As my daughter’s book highlighted, climate change and deforestation are destroying critical habitat for so many of our fellow inhabitants on Earth. This year, only an estimated 3 percent of the ecosystems remain intact or undisturbed. Only 3 percent of the land mammals on this planet, measured by biomass, are wild. The remaining 97 percent are humans, our pets and our livestock, especially pigs and cattle. Our population continues to grow while biodiversity plummets and extinction rates soar. 

The realities are heartbreaking: polar bears swimming exhausting distances in search of ice, monarch butterflies dwindling to a shadow of their former population, scores of plant and animal species going extinct before we’ve had the privilege of even knowing they exist. It is good to know this is happening, good to feel our feelings about it and be moved to some sort of action. 

But what action is sufficient? If we were all to become vegetarians, our greenhouse gas emissions would fall by an estimated 44 percent; if we went vegan, emissions would fall by 55 percent. Impressive, yet even that radical action cannot avert the disaster that awaits if our Earth warms beyond the 2 degrees Celsius that is considered to be the tipping point. 

We are on a collision course with disaster. As it happened, while my daughter and her friends were sharing their books, young people and their allies around the world were engaging in Uproot the System climate demonstrations, walking out of school to reflect the truth to those in power: This is an emergency, and we need our leaders to respond as though it is. Without legislation to restrain the fossil fuel industry, the sad truth is we will be unable to avert disaster. 

If it had not been for the authors’ reception, my daughters, with my support, likely would have participated in Friday’s demonstration as we did two years ago. This is, of course, with a full appreciation of the importance of education. 

My girls know another truth about our path forward—that the education of all girls, women’s self-determination and ability to decide whether to bear children and how many times, and their leadership at every level is critical. There can be no disruption of entrenched systems without this. Women know what needs to change.

I remain hopeful but not particularly optimistic. Our spectacular flailing in the face of Covid does not bode well for the significant challenges ahead. So what do I teach my children, knowing they will be living through a time of hardship and great change?

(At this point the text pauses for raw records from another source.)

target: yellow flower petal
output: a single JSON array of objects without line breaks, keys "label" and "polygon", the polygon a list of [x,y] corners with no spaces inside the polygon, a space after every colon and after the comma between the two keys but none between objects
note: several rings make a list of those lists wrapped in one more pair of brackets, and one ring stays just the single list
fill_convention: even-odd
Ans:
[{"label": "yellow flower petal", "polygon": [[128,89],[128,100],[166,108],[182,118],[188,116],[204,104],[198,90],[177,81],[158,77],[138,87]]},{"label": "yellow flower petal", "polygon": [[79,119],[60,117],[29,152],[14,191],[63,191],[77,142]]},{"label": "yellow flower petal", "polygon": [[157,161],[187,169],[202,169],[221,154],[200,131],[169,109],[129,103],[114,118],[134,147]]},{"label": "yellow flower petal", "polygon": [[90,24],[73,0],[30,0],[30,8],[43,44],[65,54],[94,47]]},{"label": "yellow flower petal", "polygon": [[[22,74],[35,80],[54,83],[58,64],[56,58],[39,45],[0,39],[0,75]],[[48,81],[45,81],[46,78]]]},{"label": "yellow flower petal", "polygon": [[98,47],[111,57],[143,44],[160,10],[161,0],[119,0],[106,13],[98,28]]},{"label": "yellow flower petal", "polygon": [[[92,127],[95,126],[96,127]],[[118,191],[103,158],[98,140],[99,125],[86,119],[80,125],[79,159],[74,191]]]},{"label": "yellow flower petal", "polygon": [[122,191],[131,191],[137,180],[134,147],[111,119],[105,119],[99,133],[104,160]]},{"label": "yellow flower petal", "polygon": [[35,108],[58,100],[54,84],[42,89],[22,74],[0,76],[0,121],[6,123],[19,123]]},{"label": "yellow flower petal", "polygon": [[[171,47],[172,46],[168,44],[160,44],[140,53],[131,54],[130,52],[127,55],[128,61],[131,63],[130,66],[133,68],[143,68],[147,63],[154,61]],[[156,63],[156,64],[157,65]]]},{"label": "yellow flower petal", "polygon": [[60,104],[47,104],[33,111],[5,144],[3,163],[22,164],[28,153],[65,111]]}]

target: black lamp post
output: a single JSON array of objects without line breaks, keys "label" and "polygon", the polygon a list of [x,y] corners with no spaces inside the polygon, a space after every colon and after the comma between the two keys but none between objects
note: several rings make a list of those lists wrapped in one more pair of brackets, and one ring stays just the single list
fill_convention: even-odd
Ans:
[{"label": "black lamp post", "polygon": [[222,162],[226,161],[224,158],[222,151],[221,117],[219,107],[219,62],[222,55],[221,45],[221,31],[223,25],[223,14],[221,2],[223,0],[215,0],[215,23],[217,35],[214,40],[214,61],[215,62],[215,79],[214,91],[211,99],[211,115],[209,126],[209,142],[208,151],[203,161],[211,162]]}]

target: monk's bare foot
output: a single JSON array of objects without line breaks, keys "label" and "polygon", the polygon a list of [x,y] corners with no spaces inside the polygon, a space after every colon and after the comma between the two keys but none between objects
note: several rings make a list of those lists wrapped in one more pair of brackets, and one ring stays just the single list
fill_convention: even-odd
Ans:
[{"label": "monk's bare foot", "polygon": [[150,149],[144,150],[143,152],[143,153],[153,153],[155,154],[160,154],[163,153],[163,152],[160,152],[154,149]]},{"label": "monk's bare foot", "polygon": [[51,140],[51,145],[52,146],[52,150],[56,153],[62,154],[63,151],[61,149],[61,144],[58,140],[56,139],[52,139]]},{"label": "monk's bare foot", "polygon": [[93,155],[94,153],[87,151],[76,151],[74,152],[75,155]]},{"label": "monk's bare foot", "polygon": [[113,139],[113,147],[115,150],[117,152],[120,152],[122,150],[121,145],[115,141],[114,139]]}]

What am I pushing myself to learn?

We are learning to tend the garden, to eat what we grow, to weave ourselves into natural cycles, to observe and learn from the natural world. We are nurturing a loving, tending relationship with all life. We are committing ourselves to simplicity and the joys that arise from making things by hand, reading together, creating art and learning to play a musical instrument. We are choosing one day a month to enjoy an electricity fast, turning off the power and enjoying the way it brings us closer over candlelit dinners and earlier bedtimes. We enjoy foraging days, in which we eat only that which we grew or found growing in nature. 

We are learning, as beautifully put in Gary Snyder’s “For the Children,” to “stay together, learn the flowers, go light.”

Anna O’Malley is an integrative family and community medicine physician at the Coastal Health Alliance. She founded and directs the Natura Institute for Ecology and Medicine in the Commonweal Garden.